K-means Clustering on MRQL
The following instructions assume that you have already installed Hadoop in your cluster and you have tested it using some examples. The following tests use the k-means clustering query kmeans.mrql.
Run K-means Clustering on a Hadoop MapReduce Cluster
First, you need to generate random ponts and store them in a HDFS file using the MRQL program points.mrql:
mrql -dist points.mrql 1000000
This will create 1M points and will store them in HDFS as the sequence file points.bin
. You can adjust this number to fit your cluster. Then, run the k-means clustering in MapReduce mode using:
mrql -dist -nodes 10 kmeans.mrql
where -nodes
specifies the max number of MapReduce reducers.
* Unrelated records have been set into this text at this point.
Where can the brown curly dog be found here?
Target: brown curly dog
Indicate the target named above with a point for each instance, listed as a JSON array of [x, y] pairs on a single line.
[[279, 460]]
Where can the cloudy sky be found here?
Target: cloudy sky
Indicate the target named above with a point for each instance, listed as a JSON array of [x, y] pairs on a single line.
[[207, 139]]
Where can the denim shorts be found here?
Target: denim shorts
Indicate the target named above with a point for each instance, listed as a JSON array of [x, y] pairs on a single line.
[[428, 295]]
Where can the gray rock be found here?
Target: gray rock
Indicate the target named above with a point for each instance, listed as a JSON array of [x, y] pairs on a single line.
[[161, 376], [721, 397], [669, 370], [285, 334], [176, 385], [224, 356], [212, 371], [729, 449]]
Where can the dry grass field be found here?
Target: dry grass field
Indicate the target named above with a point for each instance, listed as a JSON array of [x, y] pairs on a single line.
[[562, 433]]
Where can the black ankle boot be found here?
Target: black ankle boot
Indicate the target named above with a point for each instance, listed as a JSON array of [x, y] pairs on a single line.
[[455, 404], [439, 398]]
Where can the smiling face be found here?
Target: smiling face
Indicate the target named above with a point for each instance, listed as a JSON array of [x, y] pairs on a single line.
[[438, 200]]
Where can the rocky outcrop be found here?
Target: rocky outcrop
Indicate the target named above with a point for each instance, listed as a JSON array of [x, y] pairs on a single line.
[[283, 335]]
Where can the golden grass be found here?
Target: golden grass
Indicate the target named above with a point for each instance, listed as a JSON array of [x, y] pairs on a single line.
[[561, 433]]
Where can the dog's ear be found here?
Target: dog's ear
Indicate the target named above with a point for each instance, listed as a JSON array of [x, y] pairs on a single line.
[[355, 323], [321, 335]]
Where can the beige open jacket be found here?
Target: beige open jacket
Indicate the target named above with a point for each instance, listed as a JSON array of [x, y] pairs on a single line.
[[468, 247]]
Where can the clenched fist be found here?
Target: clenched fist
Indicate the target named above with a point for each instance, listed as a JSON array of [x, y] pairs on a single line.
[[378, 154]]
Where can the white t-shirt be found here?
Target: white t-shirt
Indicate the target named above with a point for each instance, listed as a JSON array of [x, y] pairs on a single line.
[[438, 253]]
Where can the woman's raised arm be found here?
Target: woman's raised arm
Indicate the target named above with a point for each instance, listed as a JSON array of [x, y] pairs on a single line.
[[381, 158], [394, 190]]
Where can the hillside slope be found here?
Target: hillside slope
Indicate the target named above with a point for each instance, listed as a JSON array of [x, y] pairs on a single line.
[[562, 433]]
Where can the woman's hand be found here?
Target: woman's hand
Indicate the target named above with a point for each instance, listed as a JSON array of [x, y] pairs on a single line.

Run K-means Clustering on a Hama Cluster
To run the same query using Hama, you need to know the number of simultaneous BSP tasks that can run in parallel on your Hama cluster without a problem. For example, if you have 16 nodes with 4 cores each, you need to set -nodes
less than 64, eg 50. First, you need to generate random points and store them in a HDFS file (if you haven't done so for the MapReduce example):
mrql.bsp -dist -nodes 50 points.mrql 1000000
This will create 1M points and will store them in HDFS as the sequence file points.bin
. You can adjust this number to fit your cluster. Then, run the k-means clustering in BSP mode using:
mrql.bsp -dist -nodes 50 kmeans.mrql
Run K-means Clustering on a Spark Standalone Cluster
To run the same query using Spark, change the SPARK_MASTER and FS_DEFAULT_NAME in conf/mrql-conf.sh
to point to your Spark cluster URLs. Then, you need to generate random points and store them in a HDFS file (if you haven't done so for the other examples):
mrql.spark -dist -nodes 50 points.mrql 1000000
This will create 1M points and will store them in HDFS as the sequence file points.bin
. You can adjust this number to fit your cluster. Then, run the k-means clustering in BSP mode using:
mrql.spark -dist -nodes 50 kmeans.mrql